The hard part: exposing that stored data

  1. Nothing in Special:RecentChanges is currently set up to expose this data. Either to show anything about it, or to search revisions based on its contents.
  2. The nature of the storage means that generically showing the ct_params contents for all tags isn't desirable -- most of it is currently just blobs of JSON data that aren't relevant to users in any way.

As such, exposing the data would need some kind of dedicated effort on our part. I think there's a few plausible paths:

  1. Set up some system of hooks that allow extensions to register tags that need special handling when they're displayed (just on Special:RecentChanges? everywhere?), and either:
    1. Add some sort of on-page display for this data
    2. Add some standardized link to a special page showing data about that tag
  2. Make a Special:RecentEditChecks page that explicitly knows about our tags, fetches recent revisions with those tags, and displays the data we know to have been attached to those edits
  3. Make a Special:RevisionEditCheck page that just takes a revisionID and shows whatever editcheck-related data might be attached to it, and let patrollers know they can use it in concert with filtering by tags on Special:RecentChanges

The latter is a lot simpler, but I could see other extensions being interested in taking advantage of a more extendable base system if we made it. GrowthExperiments, for instance, might want to encode a bunch of information about exactly what experiment was being acted on when someone makes a structured edit.

What would we even display?

We'd need to decide on a few things. Mostly, how to usefully summarize and display what editcheck activity occurred in a revision. This could actually be quite a lot of data -- imagine someone who wrote a long article and triggered a lot of mid-edit checks, for instance. Is it useful to a patroller to know about all those, or is it just noise?

If we restricted ourselves to storing data about the pre-save checks, because we know that they're relevant to the state of the article-as-saved, we could probably show that alongside a view of the article. E.g. "<-- this reference was added in response to a check", "<-- a reference was suggested here, but rejected because: common-knowledge".
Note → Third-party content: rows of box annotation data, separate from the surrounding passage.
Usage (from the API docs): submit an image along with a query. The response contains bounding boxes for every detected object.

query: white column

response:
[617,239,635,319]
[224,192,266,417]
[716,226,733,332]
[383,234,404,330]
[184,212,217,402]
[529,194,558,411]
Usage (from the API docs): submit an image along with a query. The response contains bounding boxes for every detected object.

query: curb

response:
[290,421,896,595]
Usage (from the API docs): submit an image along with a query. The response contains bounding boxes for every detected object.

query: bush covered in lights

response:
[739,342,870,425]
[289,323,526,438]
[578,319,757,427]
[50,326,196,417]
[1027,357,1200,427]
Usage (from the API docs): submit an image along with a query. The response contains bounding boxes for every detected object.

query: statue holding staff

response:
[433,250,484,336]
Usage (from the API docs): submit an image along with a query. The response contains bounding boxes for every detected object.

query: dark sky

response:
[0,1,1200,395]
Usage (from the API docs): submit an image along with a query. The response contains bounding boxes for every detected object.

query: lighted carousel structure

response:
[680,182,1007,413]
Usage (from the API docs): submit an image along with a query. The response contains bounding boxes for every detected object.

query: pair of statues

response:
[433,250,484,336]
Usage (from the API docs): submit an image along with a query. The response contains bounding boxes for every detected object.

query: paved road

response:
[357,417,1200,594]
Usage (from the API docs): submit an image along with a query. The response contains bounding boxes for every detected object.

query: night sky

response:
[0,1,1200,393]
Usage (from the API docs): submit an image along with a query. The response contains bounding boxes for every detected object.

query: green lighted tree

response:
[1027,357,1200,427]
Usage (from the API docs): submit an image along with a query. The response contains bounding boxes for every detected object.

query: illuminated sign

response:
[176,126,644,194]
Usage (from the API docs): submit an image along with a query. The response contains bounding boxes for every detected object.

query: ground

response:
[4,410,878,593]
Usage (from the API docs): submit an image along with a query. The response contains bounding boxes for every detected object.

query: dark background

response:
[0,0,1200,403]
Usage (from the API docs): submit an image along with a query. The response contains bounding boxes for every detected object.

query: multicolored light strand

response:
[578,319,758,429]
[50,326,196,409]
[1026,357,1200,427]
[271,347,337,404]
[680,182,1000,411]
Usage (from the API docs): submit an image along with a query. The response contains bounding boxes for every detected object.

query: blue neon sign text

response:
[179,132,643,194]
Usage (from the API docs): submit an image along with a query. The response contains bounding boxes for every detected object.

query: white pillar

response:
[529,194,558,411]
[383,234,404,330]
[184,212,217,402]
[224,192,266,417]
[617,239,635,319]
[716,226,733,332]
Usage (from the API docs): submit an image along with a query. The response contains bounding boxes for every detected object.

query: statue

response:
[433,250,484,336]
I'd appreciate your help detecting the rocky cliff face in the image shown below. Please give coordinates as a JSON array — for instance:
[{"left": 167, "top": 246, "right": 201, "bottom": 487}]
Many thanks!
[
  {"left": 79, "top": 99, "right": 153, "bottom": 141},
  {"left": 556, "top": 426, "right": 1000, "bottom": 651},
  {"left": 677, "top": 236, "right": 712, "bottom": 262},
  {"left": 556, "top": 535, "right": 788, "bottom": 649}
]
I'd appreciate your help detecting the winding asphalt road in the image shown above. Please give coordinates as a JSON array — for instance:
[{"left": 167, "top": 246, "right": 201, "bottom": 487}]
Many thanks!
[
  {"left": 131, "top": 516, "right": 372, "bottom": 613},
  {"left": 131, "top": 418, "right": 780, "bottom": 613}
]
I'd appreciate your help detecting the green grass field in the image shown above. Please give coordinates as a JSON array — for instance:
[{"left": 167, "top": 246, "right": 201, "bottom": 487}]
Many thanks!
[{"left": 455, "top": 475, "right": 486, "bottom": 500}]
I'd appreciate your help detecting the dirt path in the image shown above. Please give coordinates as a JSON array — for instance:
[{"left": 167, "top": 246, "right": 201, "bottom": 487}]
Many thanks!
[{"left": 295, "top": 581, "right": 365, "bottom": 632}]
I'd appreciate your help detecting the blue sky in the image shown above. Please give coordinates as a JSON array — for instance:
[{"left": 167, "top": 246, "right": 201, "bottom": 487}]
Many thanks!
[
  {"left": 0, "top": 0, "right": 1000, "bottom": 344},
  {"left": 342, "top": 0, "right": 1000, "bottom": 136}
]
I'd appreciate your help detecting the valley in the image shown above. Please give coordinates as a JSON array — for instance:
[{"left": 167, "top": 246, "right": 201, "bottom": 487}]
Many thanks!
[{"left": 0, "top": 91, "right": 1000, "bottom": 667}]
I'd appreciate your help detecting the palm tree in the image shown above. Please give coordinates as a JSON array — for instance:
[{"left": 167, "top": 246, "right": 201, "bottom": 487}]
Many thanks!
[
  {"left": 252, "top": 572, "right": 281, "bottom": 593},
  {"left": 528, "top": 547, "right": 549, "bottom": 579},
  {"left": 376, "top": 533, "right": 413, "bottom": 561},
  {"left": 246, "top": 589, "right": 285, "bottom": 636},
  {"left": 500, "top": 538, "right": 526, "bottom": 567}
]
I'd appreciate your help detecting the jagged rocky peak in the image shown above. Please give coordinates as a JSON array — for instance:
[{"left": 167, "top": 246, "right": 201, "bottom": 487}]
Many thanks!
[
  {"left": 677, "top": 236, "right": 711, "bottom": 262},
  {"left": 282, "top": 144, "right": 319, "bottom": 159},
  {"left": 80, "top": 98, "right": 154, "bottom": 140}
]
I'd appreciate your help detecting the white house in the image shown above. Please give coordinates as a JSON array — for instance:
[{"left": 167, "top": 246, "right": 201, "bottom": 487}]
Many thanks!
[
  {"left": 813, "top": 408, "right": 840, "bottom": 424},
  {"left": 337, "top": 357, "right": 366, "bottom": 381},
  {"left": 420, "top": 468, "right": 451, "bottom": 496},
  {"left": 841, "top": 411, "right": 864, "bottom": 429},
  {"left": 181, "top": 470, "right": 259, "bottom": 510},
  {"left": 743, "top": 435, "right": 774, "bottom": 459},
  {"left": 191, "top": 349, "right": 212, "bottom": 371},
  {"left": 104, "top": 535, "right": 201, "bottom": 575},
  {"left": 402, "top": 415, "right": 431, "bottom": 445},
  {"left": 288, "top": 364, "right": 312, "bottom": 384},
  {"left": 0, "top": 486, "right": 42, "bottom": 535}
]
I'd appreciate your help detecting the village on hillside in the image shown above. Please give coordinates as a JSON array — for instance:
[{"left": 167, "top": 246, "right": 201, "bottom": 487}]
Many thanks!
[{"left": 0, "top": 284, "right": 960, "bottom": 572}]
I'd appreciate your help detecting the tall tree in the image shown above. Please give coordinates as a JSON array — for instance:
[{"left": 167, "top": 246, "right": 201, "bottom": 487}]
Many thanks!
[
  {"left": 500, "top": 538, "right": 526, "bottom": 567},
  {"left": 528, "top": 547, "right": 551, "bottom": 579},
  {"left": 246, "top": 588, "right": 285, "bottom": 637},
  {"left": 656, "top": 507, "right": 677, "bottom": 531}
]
There's a lot of edge cases. It'd be easy to show "in the course of this edit, the editor was show: 7 reference checks, 3 peacock checks, 982 paste checks", but the more detail we want to show the more we get into the weeds. (Also: privacy concerns if we try to store anything about the content that's not in the final revision...)

Implied changes to our tags

Anything that isn't a tag we reasonably think a patroller would actively want to filter Special:RecentChanges on should get rolled into just one tag. Probably called something like editcheck-shown.

Oh, and performance considerations: it depends on exactly what arrangement of tags we wind up with. The rule of thumb is that anything that's contained inside the ct_params data would be expensive to make filterable/sortable, potentially at the level where we don't want to make it available via the frontend. It'd all be available for analysis, because it's not awful if those queries take a while to run because they have to deserialize a bunch of JSON per-row.

There are MySQL functions specifically for querying things stored as JSON, but they rely on the database being set up in a way that ours isn't. There's a specific JSON column-type that they want to be used, which isn't the BLOB this data is stored as.

So if we think a very common case is going to be patrollers wanting a list of only revisions that have shown the add-revision check, it'd most likely be helpful if we had a specific tag for that check. But if we think the common flow is going to be "show me revisions where someone was shown any checks" and then they'll work through them individually, a single editcheck-shown tag would be sufficient.

If we can, I'd prefer to squash everything down onto one tag. It reduces proliferation, and means we don't need to keep on making code changes every time a new check happens -- right now the VisualEditor extension needs to maintain a list of tag-names in PHP so that we can add them, which would be an annoying bottleneck for letting other extension-created checks get in on the logging. (And would be basically impossible for community-created checks to integrate with.)